The G6 – the Group of Seven industrialised countries, minus the United States – has thrown its weight behind efforts to cut carbon dioxide emissions.

In the final text from the G7 summit, the G6 – consisting of Canada, France, Germany, Italy, Japan, the UK and the European Union – said that they

“reaffirm their strong commitment to implement the Paris Agreement, through ambitious climate action; in particular through reducing emissions while stimulating innovation, enhancing adaptive capacity, strengthening and financing resilience and reducing vulnerability; as well as ensuring a just transition, including increasing efforts to mobilise climate finance from a wide variety of sources.”

But a separate section was needed for the US.

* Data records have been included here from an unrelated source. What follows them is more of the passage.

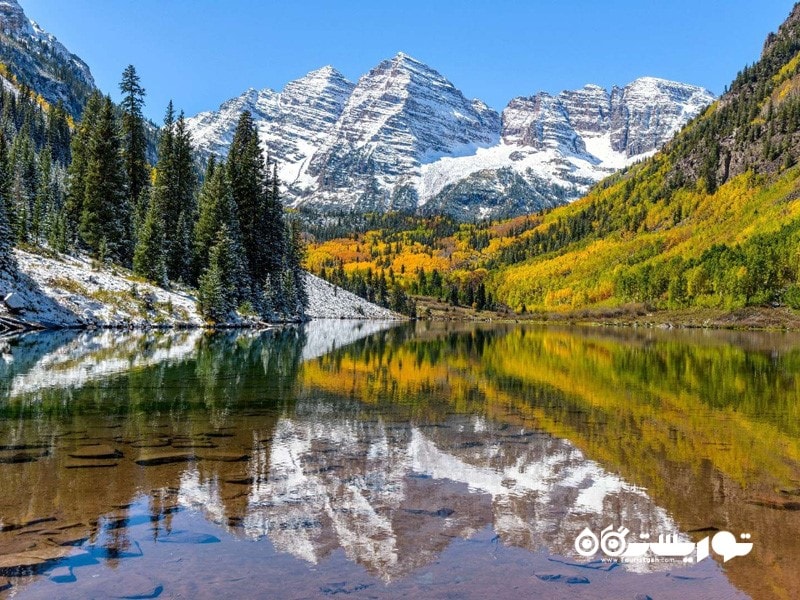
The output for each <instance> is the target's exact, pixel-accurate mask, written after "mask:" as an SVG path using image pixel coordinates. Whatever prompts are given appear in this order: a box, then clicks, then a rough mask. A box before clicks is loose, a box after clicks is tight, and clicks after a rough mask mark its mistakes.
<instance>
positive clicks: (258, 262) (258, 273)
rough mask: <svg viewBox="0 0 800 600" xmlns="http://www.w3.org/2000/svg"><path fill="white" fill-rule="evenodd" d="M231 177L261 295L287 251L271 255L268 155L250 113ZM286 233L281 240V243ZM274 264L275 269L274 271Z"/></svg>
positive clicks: (249, 250) (274, 239)
mask: <svg viewBox="0 0 800 600" xmlns="http://www.w3.org/2000/svg"><path fill="white" fill-rule="evenodd" d="M227 166H228V176H229V178H230V182H231V189H232V191H233V199H234V201H235V202H236V206H237V209H238V213H239V224H240V227H241V233H242V244H243V246H244V250H245V256H246V260H247V267H248V271H249V273H250V278H251V280H252V283H253V288H254V290H257V292H256V293H260V291H261V288H262V287H263V285H264V282H265V281H266V277H267V274H268V273H271V272H273V273H276V274H277V273H278V272H279V271H280V269H281V266H282V262H283V261H282V257H283V252H277V253H271V248H270V245H271V244H272V243H273V242H274V241H275V238H274V237H273V231H272V229H271V228H270V227H268V223H267V202H266V200H267V189H266V183H267V182H266V176H265V175H266V173H265V163H264V155H263V153H262V152H261V146H260V144H259V141H258V133H257V131H256V127H255V124H254V123H253V118H252V115H251V114H250V112H249V111H244V112H243V113H242V114H241V116H240V117H239V122H238V123H237V125H236V131H235V132H234V134H233V141H232V142H231V147H230V150H229V152H228V163H227ZM283 239H284V234H283V232H281V235H280V236H279V237H278V238H277V240H278V243H281V242H282V241H283ZM271 265H274V266H273V268H270V266H271Z"/></svg>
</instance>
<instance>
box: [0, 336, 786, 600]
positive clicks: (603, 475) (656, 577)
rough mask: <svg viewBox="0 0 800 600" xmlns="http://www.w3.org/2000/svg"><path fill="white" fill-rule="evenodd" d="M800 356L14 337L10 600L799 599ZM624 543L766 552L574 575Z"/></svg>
mask: <svg viewBox="0 0 800 600" xmlns="http://www.w3.org/2000/svg"><path fill="white" fill-rule="evenodd" d="M799 349H800V340H798V339H797V338H796V337H794V336H791V335H778V334H730V333H714V334H709V333H680V332H675V333H673V332H646V333H639V332H634V331H618V330H613V331H607V330H603V331H599V330H577V329H573V330H567V329H557V328H548V329H542V328H532V327H521V326H506V325H504V326H466V325H460V326H455V327H449V326H446V325H440V326H433V325H429V324H418V325H417V326H416V327H414V326H409V325H400V326H398V325H396V324H377V323H364V322H360V323H359V322H356V323H352V322H316V323H311V324H309V325H307V326H305V327H303V328H286V329H275V330H269V331H265V332H242V333H226V334H205V333H202V332H197V331H184V332H173V333H152V332H150V333H144V332H140V333H118V332H98V333H87V332H83V333H77V332H62V333H54V334H38V335H34V336H25V337H22V338H16V339H11V340H6V342H5V346H4V348H3V360H2V361H0V375H1V376H2V379H1V380H0V386H2V390H3V396H4V399H3V401H2V403H0V587H3V585H4V584H3V577H9V585H10V586H11V587H9V588H8V589H7V590H6V591H0V595H2V594H10V593H13V594H15V596H18V597H23V598H25V597H32V598H33V597H53V596H59V595H61V596H65V597H93V596H95V597H102V596H107V595H108V594H109V593H110V590H114V591H115V593H116V592H118V591H119V593H120V595H123V596H124V595H128V596H132V595H133V596H135V595H138V596H145V595H153V597H157V596H159V595H162V594H163V595H164V597H173V596H181V595H182V596H185V597H219V596H221V595H223V596H224V595H228V596H233V597H287V598H295V597H298V598H301V597H324V596H328V595H337V594H339V593H346V594H347V595H355V596H356V597H395V596H400V595H406V596H412V597H432V598H439V597H459V598H461V597H474V598H483V597H486V596H487V595H491V596H492V597H497V598H504V597H508V598H518V597H519V595H520V594H524V595H528V594H530V595H539V596H544V597H564V598H571V597H576V598H580V597H586V598H598V597H600V598H603V597H608V598H618V597H628V598H633V597H635V596H636V594H649V595H651V596H652V597H654V598H655V597H659V598H662V597H675V598H678V597H680V598H687V597H698V598H715V597H718V598H730V597H737V596H739V595H741V596H745V595H746V596H752V597H764V598H769V597H786V598H791V597H796V596H797V595H798V594H800V586H798V581H797V575H796V572H797V569H796V567H797V566H800V562H798V561H799V560H800V544H798V543H797V542H796V541H795V538H796V534H797V531H798V526H799V525H800V520H798V518H797V514H798V513H797V511H795V510H794V507H795V506H796V505H798V502H797V501H798V500H800V491H798V486H800V483H798V482H800V475H799V474H798V451H799V450H800V448H798V438H797V435H798V427H800V425H798V421H797V417H798V397H797V390H798V389H800V385H798V384H800V381H798V374H799V373H800V370H798V367H800V352H798V350H799ZM610 524H613V525H615V526H618V525H624V526H626V527H627V528H629V529H630V530H631V532H632V534H631V537H633V536H635V535H637V534H638V533H639V532H648V533H650V534H651V535H653V536H657V535H658V534H659V533H664V534H667V533H678V534H679V539H682V540H688V541H694V542H696V541H699V540H700V539H701V538H702V537H705V536H707V535H709V533H711V534H713V532H714V531H716V530H722V529H725V530H729V531H731V532H733V533H735V534H736V535H738V534H739V532H745V531H746V532H750V533H751V534H752V540H751V541H753V543H754V550H753V552H752V553H751V554H750V555H748V556H745V557H737V558H735V559H733V560H731V561H730V562H728V563H726V564H725V565H722V564H720V563H721V561H718V560H717V559H718V557H716V556H715V557H714V558H715V560H710V559H709V560H706V561H704V562H703V563H700V564H698V565H686V566H683V565H676V564H668V565H664V564H628V565H623V566H618V565H616V564H615V563H602V562H599V561H596V562H593V563H589V564H587V563H586V562H585V561H583V560H582V559H581V560H578V557H577V556H576V554H575V551H574V547H573V543H574V540H575V537H576V536H577V535H578V534H579V533H580V532H581V531H582V530H583V529H584V528H585V527H590V528H591V529H592V530H593V531H596V532H598V533H599V532H600V530H601V529H603V528H604V527H605V526H607V525H610ZM123 592H124V593H123Z"/></svg>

“The US will continue to promote energy security and economic growth in a manner that improves the health of the world’s oceans and environment, while increasing public-private investments in energy infrastructure and technology that advances the ability of countries to produce, transport, and use all available energy sources based on each country's national circumstances.”

US eyes coal

Commentators interpreted the text as suggesting the US wants to burn more coal and also work with other countries to access fossil fuels.

The two sections of text were agreed before US President Donald Trump left the summit early for his meet with North Korean Supreme Leader Kim Jong-un.

The G6 failed to mention its previous commitment to phase out “inefficient fossil fuel subsidies”.